|The Bridge Watch: " News "
"St. Francisville may have dodged bridge bullet"
By MILFORD FRYER - Suburban Editor
Morning Advocate Published on 2/4/01
Plans for a Mississippi River bridge at St. Francisville began a decade ago when Buddy Roemer was governor. Since then Edwin Edwards has been governor, Mike Foster has served one term and is a year into a second term.
During that time, the process for building the bridge has oozed along, inch by inch, as six proposed routes were whittled to two. Throughout the process, only rudimentary interest was shown.
Now, the opposition to the northernmost of the two remaining corridors is gathering like William Wallace’s forces preparing for the invasion of the English.

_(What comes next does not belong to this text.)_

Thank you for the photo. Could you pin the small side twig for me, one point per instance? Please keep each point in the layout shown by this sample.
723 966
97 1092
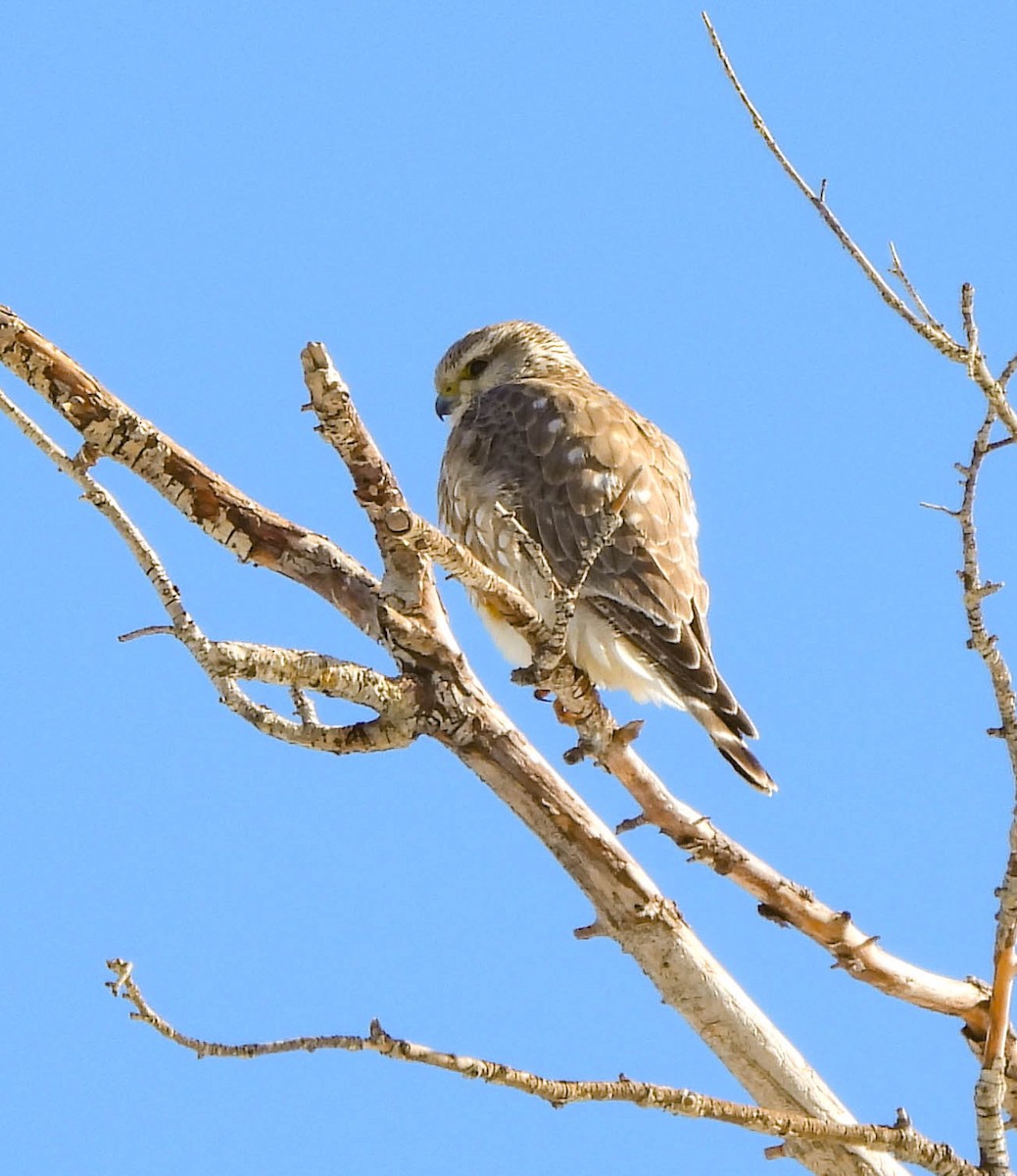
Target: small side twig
899 273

For example, The Advocate has covered virtually every meeting, session, hearing and gathering related to the bridge, yet a couple of weeks ago the Baker-Zachary-Felicianas Bureau of the newspaper began receiving e-mail messages that all but accused the paper of missing or ignoring this major issue.
The push for publicity came as the opposition became stronger and more organized and was about to descend on the Police Jury to persuade the jurors to oppose the northern corridor. The jurors acquiesced and adopted a resolution against the route.
Many in the crowd opposed any bridge in the parish. The Police Jury said it would support the state Department of Transportation and Development in developing an alternate bridge alignment downstream from the La. 10 ferry crossing at St. Francisville.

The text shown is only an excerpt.